M.R.–¿Sería oportuno tener una editorial y un sello discográfico estatal, o una incidencia mayor del Estado en los planes culturales, como ocurrió con el cine? Es decir, industrias culturales que creen catálogo, que se inserten en el mercado con un criterio más superador que el de la simple venta, que permitan la aparición de nuevas voces.
J.C.–Una película sale, como mínimo, un millón y medio de pesos. Allí el Estado cumple un papel fundamental. Sacar un libro o un disco tiene mayores posibilidades. Los problemas están en el mercado, en la distribución. Pero el Estado es el mayor comprador de libros de la Argentina: compra prácticamente un 20 por ciento de los libros que se venden destinados a distintas instancias. El Estado argentino es un gran estimulador de las industrias editoriales. Claro que el escenario actual es de desnacionalización de la industria editorial.Yo creo que todavía faltan algunas medidas de estímulo. La Comisión nacional de Bibliotecas Públicas edita libros, la Biblioteca Nacional y la Secretaría de Cultura, también. El mundo discográfico es más complicado: con un mercado que vive una crisis formidable de los soportes y con una polémica, difícil de resolver, entre la contradicción del derecho autoral y el libre acceso. Éste es un tema que tenemos que discutir en toda la sociedad y donde difícilmente haya unanimidad.
M.R.–¿Cómo se logra, entonces, desbaratar esa idea sostenida, entre otros, por Mario Vargas Llosa, de “el Estado no debe intervenir en la cultura”?
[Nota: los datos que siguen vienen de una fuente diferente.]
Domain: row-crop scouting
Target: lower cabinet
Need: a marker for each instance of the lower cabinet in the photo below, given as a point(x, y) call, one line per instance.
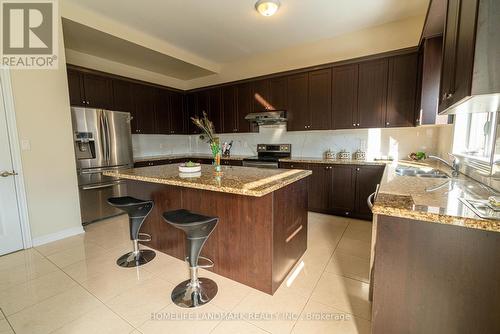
point(340, 189)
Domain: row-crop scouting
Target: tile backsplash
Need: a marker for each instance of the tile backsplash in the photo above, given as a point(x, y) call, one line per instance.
point(149, 145)
point(395, 142)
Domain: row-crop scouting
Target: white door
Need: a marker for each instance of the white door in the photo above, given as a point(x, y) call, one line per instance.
point(11, 238)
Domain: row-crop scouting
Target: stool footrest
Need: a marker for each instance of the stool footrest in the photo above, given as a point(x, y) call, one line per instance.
point(144, 237)
point(209, 265)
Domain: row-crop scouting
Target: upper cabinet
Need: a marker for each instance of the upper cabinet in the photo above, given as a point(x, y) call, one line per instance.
point(145, 106)
point(244, 106)
point(365, 94)
point(75, 86)
point(123, 96)
point(310, 101)
point(215, 108)
point(261, 95)
point(89, 90)
point(372, 93)
point(298, 102)
point(402, 91)
point(320, 99)
point(470, 75)
point(170, 112)
point(431, 71)
point(229, 110)
point(278, 93)
point(345, 96)
point(458, 51)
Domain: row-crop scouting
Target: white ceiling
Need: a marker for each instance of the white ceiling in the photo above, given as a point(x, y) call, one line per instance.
point(87, 40)
point(224, 31)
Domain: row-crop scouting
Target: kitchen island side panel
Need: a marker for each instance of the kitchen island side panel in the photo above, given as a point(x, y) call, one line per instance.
point(435, 278)
point(249, 243)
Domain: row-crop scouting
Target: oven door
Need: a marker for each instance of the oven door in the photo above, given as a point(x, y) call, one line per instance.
point(261, 164)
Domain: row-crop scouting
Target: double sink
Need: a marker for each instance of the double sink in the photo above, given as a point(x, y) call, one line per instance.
point(420, 172)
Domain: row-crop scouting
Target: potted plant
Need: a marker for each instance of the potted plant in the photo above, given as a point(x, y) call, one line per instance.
point(207, 127)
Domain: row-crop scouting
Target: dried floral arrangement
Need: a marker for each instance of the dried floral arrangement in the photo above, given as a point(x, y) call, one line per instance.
point(208, 129)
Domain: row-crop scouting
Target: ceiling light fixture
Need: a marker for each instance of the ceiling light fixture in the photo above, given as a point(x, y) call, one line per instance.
point(267, 7)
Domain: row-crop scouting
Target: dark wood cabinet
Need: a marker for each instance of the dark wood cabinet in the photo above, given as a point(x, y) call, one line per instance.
point(278, 93)
point(177, 113)
point(366, 94)
point(261, 95)
point(372, 93)
point(98, 91)
point(431, 71)
point(144, 116)
point(320, 187)
point(123, 96)
point(215, 108)
point(345, 96)
point(170, 112)
point(192, 110)
point(75, 87)
point(298, 102)
point(367, 179)
point(320, 100)
point(402, 91)
point(340, 189)
point(229, 110)
point(343, 190)
point(458, 51)
point(89, 90)
point(162, 112)
point(244, 105)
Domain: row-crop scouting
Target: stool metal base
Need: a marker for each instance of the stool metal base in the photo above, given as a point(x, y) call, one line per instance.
point(135, 259)
point(190, 295)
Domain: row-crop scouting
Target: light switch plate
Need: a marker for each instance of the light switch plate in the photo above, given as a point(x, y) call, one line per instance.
point(25, 145)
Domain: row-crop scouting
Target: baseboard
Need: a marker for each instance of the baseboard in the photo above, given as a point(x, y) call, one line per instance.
point(57, 236)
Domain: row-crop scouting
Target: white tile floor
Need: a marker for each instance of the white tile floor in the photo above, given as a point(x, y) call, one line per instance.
point(74, 286)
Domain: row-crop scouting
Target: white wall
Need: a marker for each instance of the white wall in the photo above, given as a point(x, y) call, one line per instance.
point(41, 102)
point(387, 37)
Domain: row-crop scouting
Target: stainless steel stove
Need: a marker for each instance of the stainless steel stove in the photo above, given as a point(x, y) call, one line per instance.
point(268, 155)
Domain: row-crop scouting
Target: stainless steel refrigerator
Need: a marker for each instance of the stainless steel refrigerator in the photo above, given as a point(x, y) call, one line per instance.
point(103, 141)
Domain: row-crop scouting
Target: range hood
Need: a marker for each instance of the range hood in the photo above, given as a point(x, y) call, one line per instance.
point(270, 117)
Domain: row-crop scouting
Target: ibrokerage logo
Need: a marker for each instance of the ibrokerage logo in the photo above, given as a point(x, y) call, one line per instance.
point(29, 34)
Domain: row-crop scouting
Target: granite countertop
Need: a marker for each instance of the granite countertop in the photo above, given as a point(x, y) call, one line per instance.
point(432, 199)
point(235, 180)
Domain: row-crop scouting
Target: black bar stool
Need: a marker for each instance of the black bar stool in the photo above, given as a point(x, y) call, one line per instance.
point(195, 291)
point(137, 211)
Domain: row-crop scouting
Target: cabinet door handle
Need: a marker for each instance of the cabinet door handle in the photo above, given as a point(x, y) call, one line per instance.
point(446, 96)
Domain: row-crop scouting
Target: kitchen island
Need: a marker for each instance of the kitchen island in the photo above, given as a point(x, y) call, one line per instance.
point(262, 230)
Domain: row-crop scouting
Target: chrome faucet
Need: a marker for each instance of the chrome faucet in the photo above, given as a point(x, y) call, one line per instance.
point(454, 165)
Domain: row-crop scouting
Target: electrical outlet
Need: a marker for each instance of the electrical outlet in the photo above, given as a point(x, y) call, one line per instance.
point(25, 145)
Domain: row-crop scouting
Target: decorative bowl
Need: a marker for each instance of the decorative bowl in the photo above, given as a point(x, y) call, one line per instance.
point(193, 168)
point(344, 155)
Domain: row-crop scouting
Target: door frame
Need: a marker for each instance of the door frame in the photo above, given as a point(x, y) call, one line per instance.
point(22, 204)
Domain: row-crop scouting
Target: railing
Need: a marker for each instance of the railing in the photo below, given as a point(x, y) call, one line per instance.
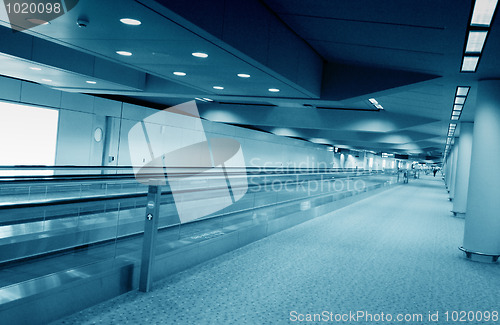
point(89, 217)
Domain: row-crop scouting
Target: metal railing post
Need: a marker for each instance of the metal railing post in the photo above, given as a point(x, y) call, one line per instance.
point(149, 242)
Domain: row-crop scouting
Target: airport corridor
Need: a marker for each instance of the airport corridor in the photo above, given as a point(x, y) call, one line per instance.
point(394, 253)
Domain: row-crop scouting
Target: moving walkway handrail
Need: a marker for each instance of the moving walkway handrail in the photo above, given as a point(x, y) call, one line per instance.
point(109, 197)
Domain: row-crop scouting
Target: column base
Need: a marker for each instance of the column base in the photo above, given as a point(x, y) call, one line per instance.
point(460, 215)
point(479, 257)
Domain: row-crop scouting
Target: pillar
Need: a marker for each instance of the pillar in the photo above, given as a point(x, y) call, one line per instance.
point(447, 174)
point(463, 169)
point(482, 219)
point(453, 169)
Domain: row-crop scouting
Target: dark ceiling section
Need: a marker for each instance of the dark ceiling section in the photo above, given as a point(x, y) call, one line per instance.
point(330, 59)
point(342, 81)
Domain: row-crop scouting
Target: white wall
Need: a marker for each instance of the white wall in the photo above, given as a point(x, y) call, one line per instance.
point(80, 115)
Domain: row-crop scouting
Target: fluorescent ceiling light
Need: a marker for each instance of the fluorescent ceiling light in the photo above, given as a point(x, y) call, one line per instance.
point(475, 41)
point(483, 12)
point(200, 55)
point(470, 63)
point(124, 53)
point(130, 21)
point(37, 21)
point(462, 91)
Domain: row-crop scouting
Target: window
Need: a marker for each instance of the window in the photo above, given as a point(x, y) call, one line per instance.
point(28, 136)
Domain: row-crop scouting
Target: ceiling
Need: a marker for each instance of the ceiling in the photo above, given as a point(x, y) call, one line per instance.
point(326, 57)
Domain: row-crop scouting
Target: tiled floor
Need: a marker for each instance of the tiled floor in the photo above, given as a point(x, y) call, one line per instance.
point(393, 253)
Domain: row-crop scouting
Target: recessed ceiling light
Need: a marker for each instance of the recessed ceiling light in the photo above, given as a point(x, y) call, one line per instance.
point(124, 53)
point(475, 41)
point(37, 21)
point(200, 54)
point(483, 12)
point(130, 21)
point(470, 63)
point(462, 91)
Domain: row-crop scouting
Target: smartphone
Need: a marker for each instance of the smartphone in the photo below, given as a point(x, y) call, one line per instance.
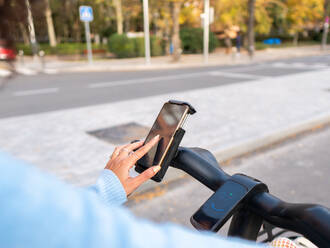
point(170, 118)
point(214, 213)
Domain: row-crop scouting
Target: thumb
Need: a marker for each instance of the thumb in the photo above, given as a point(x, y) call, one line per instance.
point(146, 175)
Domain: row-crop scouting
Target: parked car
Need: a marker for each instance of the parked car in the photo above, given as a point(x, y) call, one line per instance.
point(7, 52)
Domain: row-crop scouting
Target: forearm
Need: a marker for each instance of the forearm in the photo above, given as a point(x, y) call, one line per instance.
point(109, 188)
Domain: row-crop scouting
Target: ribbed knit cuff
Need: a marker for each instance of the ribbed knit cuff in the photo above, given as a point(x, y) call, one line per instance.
point(110, 188)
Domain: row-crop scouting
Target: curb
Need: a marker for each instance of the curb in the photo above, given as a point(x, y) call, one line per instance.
point(246, 146)
point(99, 67)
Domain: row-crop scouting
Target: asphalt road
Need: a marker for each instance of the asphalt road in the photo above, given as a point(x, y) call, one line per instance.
point(295, 171)
point(23, 95)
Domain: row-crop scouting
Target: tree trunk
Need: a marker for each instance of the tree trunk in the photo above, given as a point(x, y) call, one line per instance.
point(119, 16)
point(251, 7)
point(176, 31)
point(326, 25)
point(24, 34)
point(50, 25)
point(296, 38)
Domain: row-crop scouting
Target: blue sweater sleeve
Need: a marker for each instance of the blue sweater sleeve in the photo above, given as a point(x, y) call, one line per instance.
point(109, 188)
point(39, 211)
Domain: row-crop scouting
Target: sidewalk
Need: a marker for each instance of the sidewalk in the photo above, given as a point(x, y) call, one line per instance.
point(54, 65)
point(230, 120)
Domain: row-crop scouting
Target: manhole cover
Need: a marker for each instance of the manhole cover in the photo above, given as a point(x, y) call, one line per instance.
point(121, 134)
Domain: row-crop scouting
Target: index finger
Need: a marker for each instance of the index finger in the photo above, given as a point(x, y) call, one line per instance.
point(144, 149)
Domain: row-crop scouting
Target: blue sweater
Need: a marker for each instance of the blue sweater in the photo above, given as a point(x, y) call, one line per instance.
point(39, 211)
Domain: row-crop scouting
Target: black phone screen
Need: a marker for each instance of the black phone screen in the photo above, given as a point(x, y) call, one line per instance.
point(167, 122)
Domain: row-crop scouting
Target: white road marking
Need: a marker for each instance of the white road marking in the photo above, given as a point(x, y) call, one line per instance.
point(143, 80)
point(236, 75)
point(171, 77)
point(300, 65)
point(5, 73)
point(36, 92)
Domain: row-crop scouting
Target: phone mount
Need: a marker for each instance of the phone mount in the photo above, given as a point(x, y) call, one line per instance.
point(172, 151)
point(226, 201)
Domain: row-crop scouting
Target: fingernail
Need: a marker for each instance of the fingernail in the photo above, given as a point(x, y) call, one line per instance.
point(156, 168)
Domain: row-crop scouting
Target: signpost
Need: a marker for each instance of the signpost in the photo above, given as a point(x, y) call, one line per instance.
point(86, 15)
point(146, 31)
point(206, 30)
point(325, 32)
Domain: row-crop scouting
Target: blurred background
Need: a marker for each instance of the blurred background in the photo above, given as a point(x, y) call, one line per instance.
point(78, 78)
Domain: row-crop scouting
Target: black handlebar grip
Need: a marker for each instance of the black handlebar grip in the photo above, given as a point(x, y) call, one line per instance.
point(201, 165)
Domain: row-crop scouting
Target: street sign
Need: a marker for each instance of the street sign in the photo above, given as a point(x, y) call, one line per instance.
point(86, 13)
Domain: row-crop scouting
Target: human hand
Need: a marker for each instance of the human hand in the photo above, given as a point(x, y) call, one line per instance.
point(123, 159)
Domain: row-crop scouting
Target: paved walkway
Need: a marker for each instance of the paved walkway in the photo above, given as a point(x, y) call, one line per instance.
point(53, 65)
point(228, 116)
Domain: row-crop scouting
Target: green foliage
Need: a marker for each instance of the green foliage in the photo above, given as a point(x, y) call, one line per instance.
point(62, 48)
point(124, 47)
point(192, 40)
point(139, 46)
point(157, 46)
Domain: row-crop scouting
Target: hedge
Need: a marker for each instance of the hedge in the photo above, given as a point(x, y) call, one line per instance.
point(62, 48)
point(192, 40)
point(124, 47)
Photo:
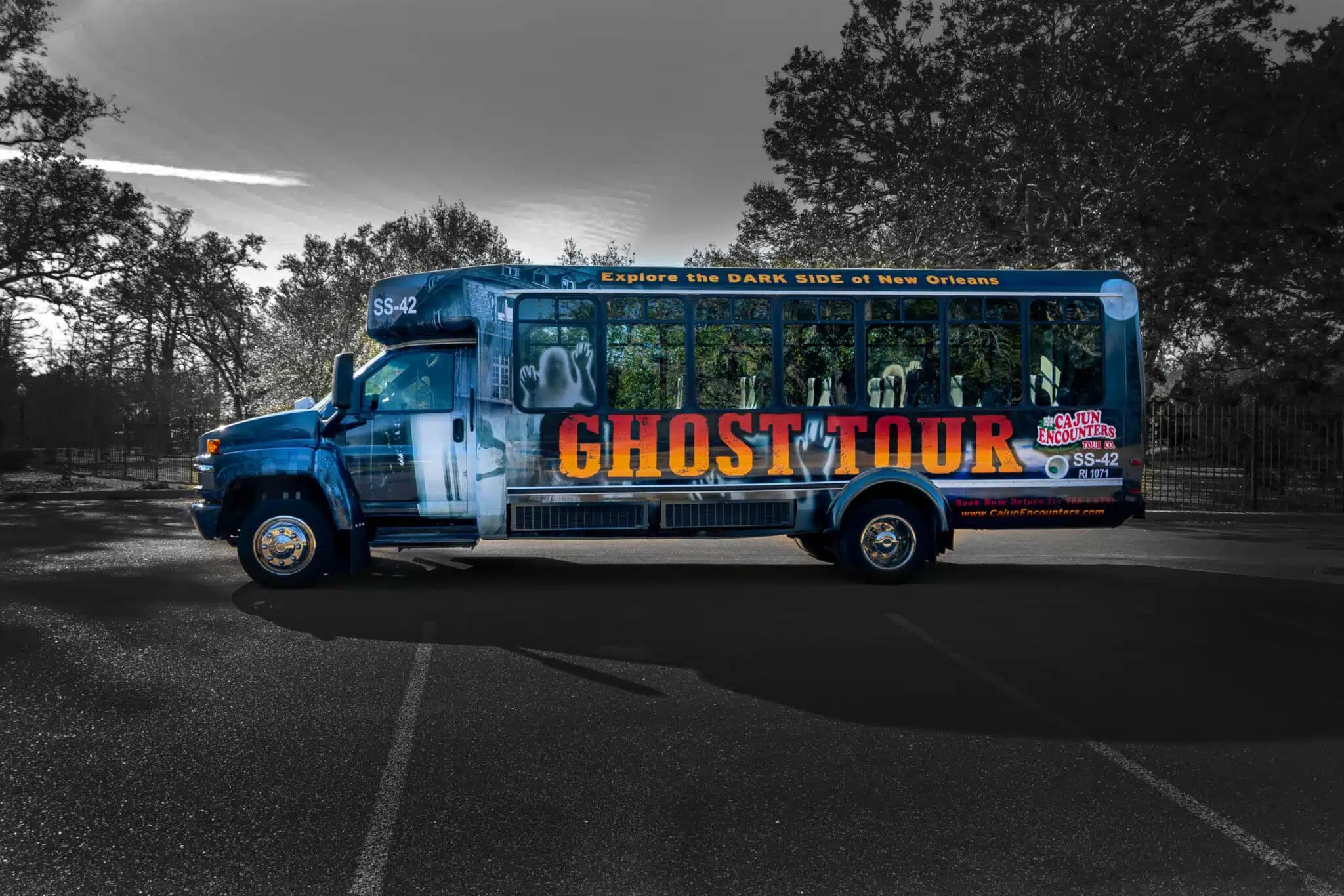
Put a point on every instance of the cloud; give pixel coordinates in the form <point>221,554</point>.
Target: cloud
<point>253,179</point>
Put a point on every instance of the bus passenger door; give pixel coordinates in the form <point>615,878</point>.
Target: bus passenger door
<point>414,455</point>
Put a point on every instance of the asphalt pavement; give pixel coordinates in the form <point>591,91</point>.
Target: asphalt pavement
<point>1155,708</point>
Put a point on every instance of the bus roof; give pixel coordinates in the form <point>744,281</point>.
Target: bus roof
<point>518,278</point>
<point>467,301</point>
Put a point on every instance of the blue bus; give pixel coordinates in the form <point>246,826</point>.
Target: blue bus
<point>869,414</point>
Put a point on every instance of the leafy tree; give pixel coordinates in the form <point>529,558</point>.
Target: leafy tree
<point>1158,137</point>
<point>222,316</point>
<point>614,256</point>
<point>318,311</point>
<point>320,306</point>
<point>61,222</point>
<point>441,237</point>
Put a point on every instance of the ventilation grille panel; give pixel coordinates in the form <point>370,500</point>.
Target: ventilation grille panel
<point>574,516</point>
<point>727,515</point>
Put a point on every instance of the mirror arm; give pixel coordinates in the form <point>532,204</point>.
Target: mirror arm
<point>333,424</point>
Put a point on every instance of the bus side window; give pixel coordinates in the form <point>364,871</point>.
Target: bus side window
<point>555,354</point>
<point>984,351</point>
<point>819,352</point>
<point>1066,352</point>
<point>904,359</point>
<point>646,354</point>
<point>733,366</point>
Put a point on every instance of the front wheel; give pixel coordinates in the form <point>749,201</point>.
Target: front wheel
<point>285,543</point>
<point>885,542</point>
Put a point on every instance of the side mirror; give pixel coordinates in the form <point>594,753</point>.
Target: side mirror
<point>343,380</point>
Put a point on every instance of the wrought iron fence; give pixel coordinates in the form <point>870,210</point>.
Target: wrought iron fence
<point>1245,457</point>
<point>109,466</point>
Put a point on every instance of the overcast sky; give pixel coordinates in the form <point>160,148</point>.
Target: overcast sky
<point>637,120</point>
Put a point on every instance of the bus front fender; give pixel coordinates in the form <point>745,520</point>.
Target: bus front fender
<point>889,481</point>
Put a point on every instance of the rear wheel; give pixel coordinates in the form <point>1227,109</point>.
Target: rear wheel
<point>285,543</point>
<point>820,547</point>
<point>885,542</point>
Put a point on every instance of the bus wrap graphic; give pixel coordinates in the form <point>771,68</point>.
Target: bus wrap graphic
<point>1062,432</point>
<point>780,446</point>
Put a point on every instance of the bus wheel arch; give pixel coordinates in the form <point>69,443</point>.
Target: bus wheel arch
<point>245,493</point>
<point>889,527</point>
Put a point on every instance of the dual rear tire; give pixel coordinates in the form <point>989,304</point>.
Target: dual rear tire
<point>883,542</point>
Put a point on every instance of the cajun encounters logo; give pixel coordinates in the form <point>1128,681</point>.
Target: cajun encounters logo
<point>1063,432</point>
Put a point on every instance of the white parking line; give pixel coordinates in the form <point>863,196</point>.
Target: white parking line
<point>1210,817</point>
<point>382,821</point>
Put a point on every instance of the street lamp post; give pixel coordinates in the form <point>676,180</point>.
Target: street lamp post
<point>22,391</point>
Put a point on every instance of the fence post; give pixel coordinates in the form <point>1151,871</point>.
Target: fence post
<point>1250,492</point>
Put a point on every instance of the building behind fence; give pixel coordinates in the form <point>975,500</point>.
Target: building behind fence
<point>1245,457</point>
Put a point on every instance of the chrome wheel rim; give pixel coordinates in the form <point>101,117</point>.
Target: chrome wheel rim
<point>284,544</point>
<point>889,542</point>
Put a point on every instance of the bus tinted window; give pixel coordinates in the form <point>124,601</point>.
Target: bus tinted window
<point>555,354</point>
<point>1066,352</point>
<point>646,355</point>
<point>733,366</point>
<point>984,352</point>
<point>904,366</point>
<point>819,356</point>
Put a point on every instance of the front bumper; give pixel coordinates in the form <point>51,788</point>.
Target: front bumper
<point>206,519</point>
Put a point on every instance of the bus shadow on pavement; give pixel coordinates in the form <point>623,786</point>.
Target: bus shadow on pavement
<point>1123,652</point>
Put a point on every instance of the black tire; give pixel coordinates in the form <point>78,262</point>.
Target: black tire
<point>912,542</point>
<point>816,546</point>
<point>289,521</point>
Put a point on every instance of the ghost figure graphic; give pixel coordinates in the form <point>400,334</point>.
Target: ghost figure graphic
<point>559,379</point>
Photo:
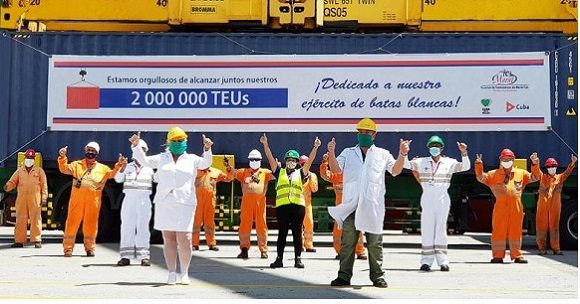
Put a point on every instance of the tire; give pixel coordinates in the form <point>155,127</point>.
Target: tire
<point>569,225</point>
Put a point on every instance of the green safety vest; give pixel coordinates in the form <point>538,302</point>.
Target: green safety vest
<point>289,191</point>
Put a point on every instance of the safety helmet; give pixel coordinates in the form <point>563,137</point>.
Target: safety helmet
<point>292,154</point>
<point>550,162</point>
<point>30,153</point>
<point>94,145</point>
<point>435,140</point>
<point>507,153</point>
<point>366,124</point>
<point>176,133</point>
<point>255,154</point>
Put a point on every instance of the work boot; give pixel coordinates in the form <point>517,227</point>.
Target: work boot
<point>298,263</point>
<point>124,262</point>
<point>520,261</point>
<point>339,282</point>
<point>277,264</point>
<point>380,283</point>
<point>243,254</point>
J.C.–Vargas Llosa, como muchos otros, es un activista de la hegemonía cultural global. Si el Estado se retira, sólo queda ser meros espectadores del mercado. Y eso atañe tanto lo cultural como lo social y lo político. En la Argentina, hubo muchos diarios que ayudaron a voltear gobiernos. El kirchnerismo dio vuelta el paradigma: se la banca. Y se la banca porque debate. Hemos sido David frente a Goliat en términos de comunicación. Comprendimos que una verdad de una hora desmantela cien horas de mentiras. La Presidenta lo marcó claramente: “Hay dos realidades, una virtual y otra real”. Si la realidad virtual estuviera más cerca de la real, en vez de 50 puntos hubiéramos sacado 60. Pero, claro, uno se sienta en un bar y allí está la tele clavada en TN. Falta, por supuesto, falta bastante, pero las distancias se achican cada día más.